Y aquí radica la hipocresía más profunda. Los oficiales de muy alto rango con frecuencia hablan, cenan y están encantados de ser fotografiados en los mismos clubes de caballeros que ahora pretenden encontrar problemáticos: no aquellos donde hay un poste en la sala principal, sino los antiguos establecimientos de Pall Mall y St James’s, donde el puerto y la pomposidad fluyen en igual medida.

Cuando estén jubilados, almorzarán y pontificarán allí felices, sin preocuparse por los “valores de igualdad y respeto”.

Regañar a las filas en servicio por sus afiliaciones mientras pulen su propia plata en Buck’s o Garrick es un teatro moral del tipo más inglés: remilgado en público, cómodo en privado.

A los enemigos de Gran Bretaña no les importará si nuestros regimientos tienen diversas membresías de golf.

Les importará qué tan rápido podemos movilizarnos, cuántos proyectiles podemos disparar y si todavía tenemos la voluntad de luchar.

Los reclutas se someten a entrenamiento físico en el Centro de Entrenamiento de Comandos de los Royal Marines en noviembre en Lympstone.

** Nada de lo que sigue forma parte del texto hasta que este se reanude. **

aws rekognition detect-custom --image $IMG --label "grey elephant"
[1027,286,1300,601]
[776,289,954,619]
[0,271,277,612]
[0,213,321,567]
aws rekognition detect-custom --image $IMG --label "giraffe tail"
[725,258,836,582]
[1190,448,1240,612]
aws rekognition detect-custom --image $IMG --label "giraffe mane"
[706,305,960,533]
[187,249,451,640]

Los reclutas se someten a entrenamiento físico en el Centro de Entrenamiento de Comandos de los Royal Marines en noviembre en Lympstone.

La verdadera medida de inclusión en el Ejército es simple: ¿la persona que está a tu lado te sacará de una zanja bajo fuego? Todo lo demás es pompa.

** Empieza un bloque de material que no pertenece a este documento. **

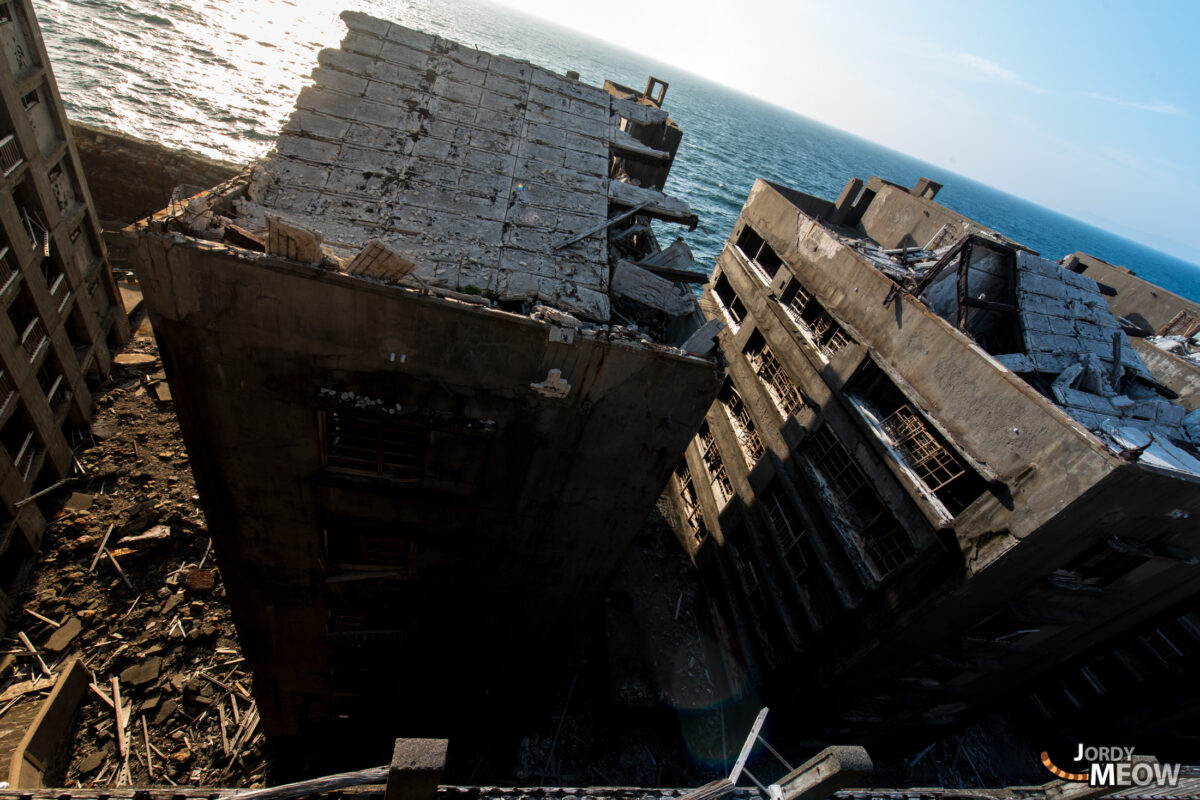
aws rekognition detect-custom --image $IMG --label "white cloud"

La carta es el síntoma de una clase de oficiales aterrorizados de parecer detrás de la curva moral. Quieren agradar, ser civilizados, ser “vistos”.

Pero un ejército que quiere agradar ya está medio derrotado. Su trabajo no es ser admirado sino temido por sus enemigos y respetado por sus aliados.

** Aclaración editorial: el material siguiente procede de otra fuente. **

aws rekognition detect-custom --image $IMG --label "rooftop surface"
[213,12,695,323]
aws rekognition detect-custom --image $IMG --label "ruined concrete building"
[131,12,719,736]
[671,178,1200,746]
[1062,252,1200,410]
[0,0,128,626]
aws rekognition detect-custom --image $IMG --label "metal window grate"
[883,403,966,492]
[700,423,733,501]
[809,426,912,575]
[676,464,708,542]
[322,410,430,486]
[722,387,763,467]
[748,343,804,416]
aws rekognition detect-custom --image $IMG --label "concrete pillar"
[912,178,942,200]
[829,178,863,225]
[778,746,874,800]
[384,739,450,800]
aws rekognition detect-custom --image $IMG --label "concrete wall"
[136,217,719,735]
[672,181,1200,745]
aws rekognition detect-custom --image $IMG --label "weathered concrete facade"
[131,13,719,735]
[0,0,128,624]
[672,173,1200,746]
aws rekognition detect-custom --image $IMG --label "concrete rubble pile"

La gran ironía es que las bases todavía entienden esto perfectamente.

Son sólo los altos mandos –mimados, criados en comités, políticamente formados en casa– quienes parecen haberlo olvidado.

La clave es que no es crueldad lo que ha desaparecido, sino seriedad.

Cuando las instituciones empiezan a hablar como ONG, empiezan a pensar como ellas, revisando, consultando y disculpándose sin cesar mientras el resto del mundo sigue con la realidad.

Y así, a medida que el orden global se fractura, el ejército británico se ocupa de la gestión cultural.

Es difícil decidir qué es más peligroso: el cinismo de nuestros enemigos o el ensimismamiento de nuestros líderes.

Un ejército que ya no puede distinguir entre moral y moralidad corre el riesgo de ser irrelevante tanto en la guerra como en la paz.